As the Bitcoin price hovers around $8,100, having gone up over 12% in the year-to-date period, there is one question on the minds of many investors/traders: will today’s launch by the CME Group of options on Bitcoin futures help the BTC price climb even higher?

According to data from CryptoCompare, Bitcoin is currently trading around $8,100, most unchanged over the weekend, but up 12.62% in the year-to-date (YTD) period:

BTC-USD Two Week Chart on 13 Jan 2020.png

On 12 November 2019, CME Group (“CME”), which owns “large derivatives, options and futures exchanges in Chicago and New York City using its CME Globex trading platforms”, announced options on its Bitcoin futures contracts would be launching (“pending regulatory review”) on 13 January 2020.

Tim McCourt, CME Group’s Global Head of Equity Index and Alternative Investment Products, had this to say back in November 2019:

“Since the launch of our Bitcoin futures nearly two years ago, clients have expressed a growing interest in options as another way to hedge and trade in these markets. We have worked closely with clients and the industry to establish a robust and increasingly liquid underlying futures market here at CME Group, and we believe Bitcoin options will now offer our customers greater precision and flexibility to manage their risk.”

Here are some details about this new product:

  • Each options contract settles into one Bitcoin futures contract (representing five BTC).
  • CME Bitcoin futures are based on the CME CF Bitcoin Reference Rate (BRR), a Bitcoin pricing product launched in 2016 that is “a daily reference rate of the U.S. dollar price of one bitcoin as of 4 p.m. Greenwich Mean Time.”
  • Each day, the BRR aggregates the trade flow of major bitcoin spot exchanges during a specific one-hour calculation window. This one-hour window is then partitioned into 12, five-minute intervals, where the BRR is calculated as the equally-weighted average of the volume-weighted medians of all 12 partitions.
  • These options are available for trading on CME Globex and CME Clearport. (Trading Hours: 5:00 p.m. – 4:00 p.m. Chicago/Central Time, Sunday to Friday)
  • Prices are quoted in USD per one BTC.
  • The minimum block size is 5 contracts.

CME says that this new product helps Bitcoin traders “to save on margins, through margin offsets” and reduces “risk of counterparty default through central clearing.”

The following is CME’s current set of Bitcoin futures contracts:

CME Bitcoin Futures - Jan 2020.png

Although there is debate in the crypto community around how Bitcoin futures products affect the spot price of Bitcoin, as McCourt points out, “clients have expressed a growing interest in options as another way to hedge and trade in these markets.”

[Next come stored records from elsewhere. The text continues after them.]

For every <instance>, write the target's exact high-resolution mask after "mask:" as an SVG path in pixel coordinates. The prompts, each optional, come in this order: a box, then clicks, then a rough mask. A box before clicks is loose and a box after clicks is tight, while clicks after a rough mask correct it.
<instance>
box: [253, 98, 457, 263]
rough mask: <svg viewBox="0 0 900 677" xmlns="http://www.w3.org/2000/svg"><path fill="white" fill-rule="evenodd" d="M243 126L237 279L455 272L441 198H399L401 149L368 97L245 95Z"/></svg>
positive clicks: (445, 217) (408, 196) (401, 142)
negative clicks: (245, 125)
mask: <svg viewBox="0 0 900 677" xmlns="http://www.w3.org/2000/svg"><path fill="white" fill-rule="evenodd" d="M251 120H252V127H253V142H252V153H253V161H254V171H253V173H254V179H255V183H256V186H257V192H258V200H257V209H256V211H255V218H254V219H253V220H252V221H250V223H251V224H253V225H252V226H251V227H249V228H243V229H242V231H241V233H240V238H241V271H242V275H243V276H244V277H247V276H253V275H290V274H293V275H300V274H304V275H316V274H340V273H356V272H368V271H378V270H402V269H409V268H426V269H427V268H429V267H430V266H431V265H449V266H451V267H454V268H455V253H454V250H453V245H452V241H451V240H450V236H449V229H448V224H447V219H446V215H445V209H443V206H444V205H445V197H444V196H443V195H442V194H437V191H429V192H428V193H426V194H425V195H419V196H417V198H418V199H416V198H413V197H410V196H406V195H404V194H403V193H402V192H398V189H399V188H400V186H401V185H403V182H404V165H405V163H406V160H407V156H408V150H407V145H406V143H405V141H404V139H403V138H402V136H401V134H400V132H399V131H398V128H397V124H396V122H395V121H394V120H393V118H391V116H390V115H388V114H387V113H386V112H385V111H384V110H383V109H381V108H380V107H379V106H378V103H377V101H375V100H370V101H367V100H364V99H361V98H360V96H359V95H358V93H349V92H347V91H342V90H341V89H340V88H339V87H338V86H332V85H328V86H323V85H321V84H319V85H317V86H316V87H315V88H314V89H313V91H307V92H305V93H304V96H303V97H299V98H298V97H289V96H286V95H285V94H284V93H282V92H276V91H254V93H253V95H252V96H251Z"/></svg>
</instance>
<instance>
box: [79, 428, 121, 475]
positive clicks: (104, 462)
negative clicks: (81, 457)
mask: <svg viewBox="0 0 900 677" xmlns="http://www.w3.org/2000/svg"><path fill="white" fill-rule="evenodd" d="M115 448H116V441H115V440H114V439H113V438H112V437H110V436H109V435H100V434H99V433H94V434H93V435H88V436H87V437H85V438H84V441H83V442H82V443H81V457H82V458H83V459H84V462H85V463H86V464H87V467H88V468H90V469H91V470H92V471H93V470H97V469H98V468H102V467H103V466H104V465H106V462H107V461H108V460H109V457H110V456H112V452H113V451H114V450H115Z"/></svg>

Although we cannot be sure how the launch of options on Bitcoin futures will affect the price of Bitcoin, the launch of this product certainly signals the growing maturity of Bitcoin as an asset class.

A report by Bloomberg on Saturday (January 11) said that according to a research note by JPMorgan Chase on Friday (January 10), there is “high anticipation” for the launch of the CME Group’s new product:

There has been a step increase in the activity of the underlying CME futures contract… This unusually strong activity over the past few days likely reflects the high anticipation among market participants of the option contract.

And one day earlier (i.e. January 10), Thomas Lee, Co-Founder, Managing Partner, and the Head of Research at independent research boutique Fundstrat Global Advisors, tweeted about a report he had published on January 9 about the outlook for crypto in 2020.

According to this report, there are three positive convergences/catalysts for Bitcoin in 2020:

  • Bitcoin halving/halvening (which is expected to take place around 12 May 2020).
  • Geopolitical tensions in the Middle East.
  • 2020 U.S. Presidential Election

Lee says that the bottom line is that “financial markets tend to discount 1-3 months, and maybe 6 months (max)” and therefore the “highest probability is halvening not priced in.”